Sull’argomento ho chiesto un’opinione all’on. Mauro Del Barba, grazie al quale l’Italia, primo Paese nel Mondo dopo gli Stati Uniti, ha adottato una legge sulle Società Benefit, e che oggi presiede Assobenefit, associazione di rappresentanza di questa forma d’impresa e di  promozione di un ecosistema benefit italiano. Nella Dichiarazione di Lussemburgo, documento conclusivo dell’Assemblea Parlamentare di OSCE del luglio scorso, Del Barba ha peraltro ottenuto l’inserimento di due raccomandazioni ai Parlamenti dei 57 Stati membri: introdurre una legislazione specifica sulle società benefit (già molti Paesi in Europa e nel Mondo seguono l’esempio italiano) e  promuovere metriche per la misurazione dell’impatto delle azioni imprenditoriali a favore della sostenibilità. Il coordinamento parlamentare è essenziale, ma non sta lì la soluzione: “La gente mediamente non è informata. Se giriamo il Mondo, in Paesi meno sviluppati del nostro comprendiamo subito che le questioni climatiche, ad esempio, sono le ultime preoccupazioni di questi popoli e dei loro governanti. Perfino in Italia il tema non ha la stessa importanza di altri come le pensioni o i migranti – risponde Del Barba. Non una sola campagna elettorale si gioca su questi argomenti. Per questo motivo non credo che le democrazie possano agire con tempestività. Ancora meno me lo aspetto da regimi autoritari.

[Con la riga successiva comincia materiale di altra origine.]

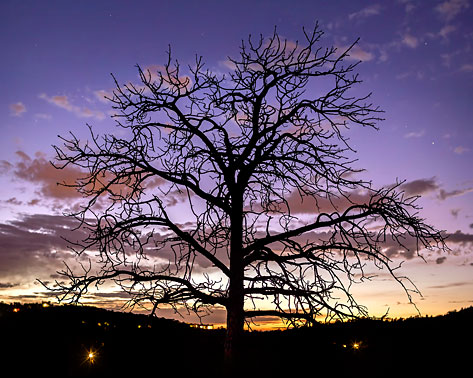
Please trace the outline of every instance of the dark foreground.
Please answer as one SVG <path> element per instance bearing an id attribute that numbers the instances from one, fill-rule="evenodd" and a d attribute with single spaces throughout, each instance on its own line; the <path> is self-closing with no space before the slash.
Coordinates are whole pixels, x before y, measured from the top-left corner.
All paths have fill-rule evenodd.
<path id="1" fill-rule="evenodd" d="M 472 324 L 470 307 L 438 317 L 252 332 L 237 376 L 468 375 Z M 224 332 L 93 307 L 0 303 L 0 366 L 20 377 L 218 377 Z"/>

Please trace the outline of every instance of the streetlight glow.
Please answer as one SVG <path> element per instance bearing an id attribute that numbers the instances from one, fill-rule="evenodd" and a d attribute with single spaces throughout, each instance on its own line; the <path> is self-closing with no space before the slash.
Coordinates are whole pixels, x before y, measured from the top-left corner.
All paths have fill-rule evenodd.
<path id="1" fill-rule="evenodd" d="M 93 349 L 90 349 L 87 352 L 87 361 L 89 361 L 90 364 L 95 363 L 95 358 L 97 357 L 97 354 L 94 352 Z"/>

Che fare, dunque, se non è l’azione politica la chiave per l’inversione di tendenza?
I grandi consessi politici porteranno a poco nei tempi utili. Nel frattempo dobbiamo agire e cambiare i comportamenti del sistema produttivo: l’unica soluzione è lavorare direttamente con le aziende. Se anche i governi ricevessero la spinta dai propri elettori ad intervenire con forza su questi temi, alla fine cosa potrebbero fare? Farebbero delle leggi per imporre comportamenti sostenibili alle aziende. Ma questo non potrebbe accadere per decreto istantaneamente.

Qui sta il punto: la sostenibilità non si attua per decreto. Per quanto le norme attualmente vigenti possano condurre a dei cambiamenti positivi, non diversamente da ciò che accade per noi cittadini, anche con riguardo alle attività imprenditoriali è necessario agire per modificarne il DNA (obiettivi, modalità di perseguimento, valutazione dei risultati). Del Barba, ad esempio, crede fortemente, e con lui un significativo movimento di professioniste/i, manager, imprenditrici e imprenditori, che si tratti di ritornare all’origine della missione imprenditoriale, che non può essere disgiunta dal rapporto con territori e comunità e dall’attenzione alle persone. L’impresa deve dare l’esempio e può essere trainante rispetto all’intero sistema economico per portare alla svolta nel paradigma di sviluppo del nostro Paese. Del resto la contabilità che conosciamo come Ecological Footprint serve proprio a smuovere le nostre coscienze individuali e incidere sui nostri comportamenti quotidiani.

Mettiamoci all’opera – conclude Del Barba - prima che qualche politico improvvisato, spinto da qualche elezione emotiva, possa pensare di aver capito cosa sia sostenibile e ce lo scriva come una ricetta dal dottore.